Crawler#
- class langchain.chains.natbot.crawler.Crawler[source]#
A crawler for web pages.
- Security Note: This is an implementation of a crawler that uses a browser via
Playwright.
This crawler can be used to load arbitrary webpages INCLUDING content from the local file system.
Control access to who can submit crawling requests and what network access the crawler has.
Make sure to scope permissions to the minimal permissions necessary for the application.

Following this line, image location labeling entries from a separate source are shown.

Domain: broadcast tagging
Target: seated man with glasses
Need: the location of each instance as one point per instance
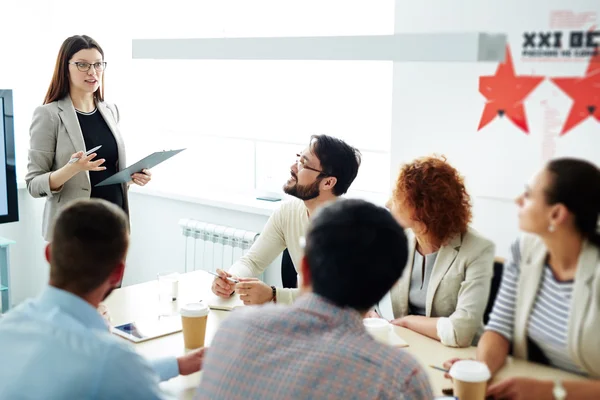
(318, 348)
(323, 172)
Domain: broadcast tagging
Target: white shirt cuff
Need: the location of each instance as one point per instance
(445, 331)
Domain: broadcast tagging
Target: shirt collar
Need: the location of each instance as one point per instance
(335, 315)
(73, 305)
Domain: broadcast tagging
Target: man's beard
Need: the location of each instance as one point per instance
(303, 192)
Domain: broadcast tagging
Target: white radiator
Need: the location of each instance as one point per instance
(209, 246)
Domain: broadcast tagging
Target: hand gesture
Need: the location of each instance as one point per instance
(141, 178)
(85, 163)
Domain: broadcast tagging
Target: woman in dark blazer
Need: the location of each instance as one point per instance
(75, 118)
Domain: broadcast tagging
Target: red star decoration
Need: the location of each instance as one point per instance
(585, 93)
(505, 93)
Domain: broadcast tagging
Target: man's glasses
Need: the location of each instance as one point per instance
(85, 67)
(301, 163)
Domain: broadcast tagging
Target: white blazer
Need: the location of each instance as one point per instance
(458, 288)
(583, 334)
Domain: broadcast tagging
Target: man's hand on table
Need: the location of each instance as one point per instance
(253, 291)
(191, 362)
(221, 286)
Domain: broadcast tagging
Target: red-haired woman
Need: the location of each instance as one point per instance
(444, 290)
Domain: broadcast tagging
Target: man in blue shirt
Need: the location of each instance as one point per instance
(58, 346)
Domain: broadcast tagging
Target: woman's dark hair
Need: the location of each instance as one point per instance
(576, 184)
(59, 86)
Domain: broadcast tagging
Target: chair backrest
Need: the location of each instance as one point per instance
(496, 280)
(289, 276)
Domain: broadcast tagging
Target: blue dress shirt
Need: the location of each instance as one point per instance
(57, 346)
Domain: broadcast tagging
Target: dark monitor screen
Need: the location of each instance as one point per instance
(9, 207)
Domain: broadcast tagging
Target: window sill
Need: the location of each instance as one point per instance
(242, 202)
(230, 201)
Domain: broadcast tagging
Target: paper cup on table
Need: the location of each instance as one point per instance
(470, 379)
(193, 323)
(379, 328)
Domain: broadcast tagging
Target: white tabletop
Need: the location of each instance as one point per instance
(139, 301)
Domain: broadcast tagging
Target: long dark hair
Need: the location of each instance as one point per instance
(59, 86)
(576, 184)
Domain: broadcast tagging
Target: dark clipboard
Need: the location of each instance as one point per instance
(148, 162)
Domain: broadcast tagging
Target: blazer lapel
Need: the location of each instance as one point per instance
(446, 256)
(112, 124)
(582, 293)
(68, 116)
(69, 119)
(401, 289)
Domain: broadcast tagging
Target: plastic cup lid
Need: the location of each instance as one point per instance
(375, 323)
(194, 310)
(470, 371)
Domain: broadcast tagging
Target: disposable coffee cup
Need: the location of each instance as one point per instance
(379, 328)
(470, 379)
(193, 322)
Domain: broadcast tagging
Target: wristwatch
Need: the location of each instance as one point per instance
(559, 391)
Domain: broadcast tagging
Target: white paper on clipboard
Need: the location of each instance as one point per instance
(148, 162)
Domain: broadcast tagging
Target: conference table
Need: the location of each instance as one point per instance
(141, 301)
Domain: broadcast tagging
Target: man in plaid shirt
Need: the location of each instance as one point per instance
(318, 348)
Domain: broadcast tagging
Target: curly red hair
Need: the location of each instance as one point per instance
(436, 193)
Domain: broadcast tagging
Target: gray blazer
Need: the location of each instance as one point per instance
(584, 315)
(54, 136)
(458, 289)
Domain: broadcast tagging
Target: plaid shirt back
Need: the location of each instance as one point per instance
(309, 350)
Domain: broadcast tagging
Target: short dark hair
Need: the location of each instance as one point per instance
(576, 184)
(89, 239)
(338, 159)
(356, 252)
(60, 84)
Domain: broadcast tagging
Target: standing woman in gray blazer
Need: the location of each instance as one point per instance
(75, 118)
(445, 286)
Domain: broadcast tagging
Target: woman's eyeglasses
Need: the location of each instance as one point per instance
(85, 67)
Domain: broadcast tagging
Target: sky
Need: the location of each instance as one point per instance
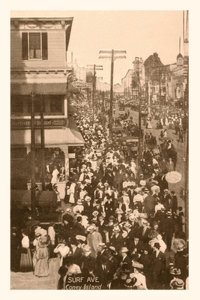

See https://python.langchain.com/docs/security for more information.
Initialize the crawler.
Methods
__init__
()Initialize the crawler.
click
(id_)Click on an element with the given id.
crawl
()Crawl the current page.
enter
()Press the Enter key.
go_to_page
(url)Navigate to the given URL.
scroll
(direction)Scroll the page in the given direction.
type
(id_, text)Type text into an element with the given id.
- click(id_: str | int) None [source]#
Click on an element with the given id.
- Parameters:
id – The id of the element to click on.
id_ (str | int)
- Return type:
None
- crawl() list[str] [source]#
Crawl the current page.
- Returns:
A list of the elements in the viewport.
- Return type:
list[str]
- go_to_page(url: str) None [source]#
Navigate to the given URL.
- Parameters:
url (str) – The URL to navigate to. If it does not contain a scheme, it will be prefixed with “http://”.
- Return type:
None